Thanks for your comment. Yes indeed it’s a big issue, as crawling relates not only to hip and lower back development, but also the criss-crossing of info in the brain. There are several factors contributing like babies being prop-sat, prop-stood, spending less time on their bellies, and mis-informed advice floating around that says crawling is not important. I will have posts on crawling soon, please stay tuned! In the meantime, feel free to check out “A Guided Tour of Development” for how crawling fits into the whole scheme. http://consciousbabyblog.wordpress.com/2011/09/05/a-guided-tour-through-the-first-year-of-movement-development/
As a chiropractor that works with many kids the biggest issue is awareness. Watching for patterns and doing our best to assist them to be optimal. We certainly can’t “force” babies into being like “text books” but we can encourage them. The generally milestones are there for developemental both musculo-skeletal and neurologic. However, just because your kiddo missed one doesn’t mean they won’t catch it later. It is correct to say having baby in “natural flexion” (hips curled up) early on is optimal. (We are now seeing severe hip issues due to tight swaddleing) So cloth can be really helpful then. But…I think it is important to be mindful about the bulk. But most cloth diapers are pretty thin and movable now a days. One thing I also have notice is boys tend to W sit more frequently or sit with knees futher apart. (Cloth or not) So it leaves me to wonder if the anotomical difference makes this a bit more comfortable. NO this is not expert advice based on any research…just something I have noticed in 10 years of practice. Lastly, I wanted to comment on this statement from the article. These compensations can easily go unnoticed in a “healthy,” active child, but they linger in the body and can become problematic later in life (including back, hip, and knee problems). I think this is very true and where a pediatric chiropractor comes in handy. We can pick up on spinal misalignments and muscle imbalances. Addressing these issues early on is beneficial. I might even say that it is these issues not addressed that later do cause our “adult” issues. This may even start as early as in uetero positioning and the birthing process…maybe sooner even…genetics. I often see similar misaligment patterns in families. (go figure!) Anyway….food for thought. It is awareness and education that makes us all better parents!
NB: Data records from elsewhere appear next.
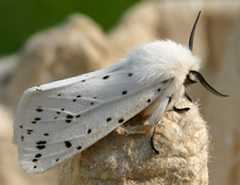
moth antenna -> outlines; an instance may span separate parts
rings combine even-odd
[[[193,102],[193,101],[192,101],[192,98],[191,98],[186,92],[184,93],[184,96],[185,96],[190,102]]]
[[[192,48],[193,48],[193,39],[194,39],[194,33],[195,33],[195,29],[196,29],[196,26],[197,26],[197,23],[198,23],[198,19],[200,17],[200,14],[201,14],[201,11],[198,12],[198,16],[195,20],[195,23],[193,25],[193,28],[192,28],[192,31],[191,31],[191,34],[190,34],[190,38],[189,38],[189,49],[192,51]]]
[[[197,72],[197,71],[190,71],[191,74],[193,74],[198,80],[199,82],[207,89],[209,90],[211,93],[213,93],[214,95],[217,96],[223,96],[223,97],[228,97],[228,95],[224,95],[220,92],[218,92],[217,90],[215,90],[201,75],[201,73]]]
[[[156,129],[156,126],[153,126],[152,132],[151,132],[151,141],[150,141],[150,142],[151,142],[152,150],[153,150],[156,154],[159,154],[159,151],[155,148],[154,142],[153,142],[154,134],[155,134],[155,129]]]

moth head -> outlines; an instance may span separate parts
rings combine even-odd
[[[195,23],[193,25],[193,28],[192,28],[192,31],[191,31],[191,34],[190,34],[190,37],[189,37],[189,49],[192,51],[193,49],[193,39],[194,39],[194,33],[195,33],[195,29],[196,29],[196,26],[197,26],[197,23],[198,23],[198,19],[201,15],[201,11],[199,11],[198,13],[198,16],[195,20]],[[189,71],[189,73],[187,74],[186,76],[186,79],[184,81],[184,86],[188,86],[188,85],[191,85],[191,84],[194,84],[196,83],[197,81],[195,81],[194,79],[192,79],[192,76],[194,76],[202,85],[203,87],[205,87],[207,90],[209,90],[211,93],[217,95],[217,96],[223,96],[223,97],[227,97],[228,95],[224,95],[220,92],[218,92],[216,89],[214,89],[206,80],[205,78],[201,75],[201,73],[199,73],[198,71],[196,70],[191,70]]]

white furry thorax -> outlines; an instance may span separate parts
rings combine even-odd
[[[171,40],[143,44],[129,53],[126,62],[145,85],[168,79],[182,85],[190,70],[200,68],[200,59],[188,47]]]

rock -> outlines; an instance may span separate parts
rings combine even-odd
[[[240,17],[239,17],[240,20]],[[205,102],[204,115],[211,123],[212,184],[240,183],[240,24],[227,45],[224,63],[216,74],[216,86],[224,87],[230,96]],[[215,177],[215,178],[214,178]]]
[[[190,111],[167,111],[157,126],[154,143],[159,155],[151,149],[148,125],[134,117],[64,162],[59,184],[208,184],[206,123],[196,105],[186,100],[180,104]]]
[[[41,175],[26,174],[18,162],[17,148],[12,144],[13,115],[0,104],[0,182],[1,185],[42,185],[57,184],[56,169]]]

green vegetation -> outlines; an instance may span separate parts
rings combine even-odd
[[[109,30],[140,0],[0,0],[0,56],[21,48],[35,32],[53,26],[72,13],[90,16]]]

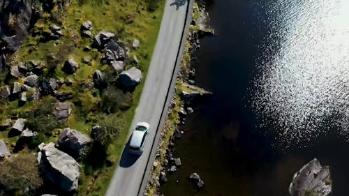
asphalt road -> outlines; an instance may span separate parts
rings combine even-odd
[[[142,195],[152,163],[175,77],[181,59],[193,0],[167,0],[158,40],[139,105],[132,123],[146,121],[150,132],[140,156],[127,153],[126,145],[106,196]],[[131,134],[128,133],[128,138]]]

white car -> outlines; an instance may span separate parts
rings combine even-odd
[[[145,122],[139,122],[135,125],[130,139],[129,153],[136,155],[141,155],[143,153],[145,140],[149,132],[149,127],[150,125]]]

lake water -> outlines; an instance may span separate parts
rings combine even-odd
[[[289,195],[294,173],[318,158],[330,166],[332,195],[347,195],[349,1],[225,0],[207,10],[217,36],[201,40],[193,63],[196,85],[214,95],[187,118],[174,153],[183,166],[161,193]]]

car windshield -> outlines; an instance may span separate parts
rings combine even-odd
[[[144,131],[147,130],[147,128],[145,126],[135,126],[135,130],[141,130],[141,131]]]
[[[138,148],[138,147],[133,147],[133,146],[130,146],[130,149],[131,150],[134,150],[134,151],[138,151],[140,149],[140,148]]]

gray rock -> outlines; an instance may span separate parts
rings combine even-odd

Boom! Yes, the whole second half of what you wrote Gretchen! I am part of a family with generations of misalignment. I arrived via a challenging vaginal birth (due to misalignment), I have spent my entire adult life seeking body work and intentionally working to root out the deepest contributors to the back pain I have lived with. Now I ensure y children were raised as much as I knew how to do by the guidelines Eliza sets forth and with regular chiropractic maintenance AND, I think (hope) this is a big addition to help them break through the family curse, Aware Parenting (books authored by Dr Aletha I have experienced i myself that the emotional tension and physical tension go hand in hand. I have been “better” at practicing AwP with each one of my three kids and they’re chiropractic assessments are exactly correlated – the oldest holds the most tension and the youngest doesn’t really require any adjustment! I just thought this was an interesting example to share with you. Thank you for sharing your insights.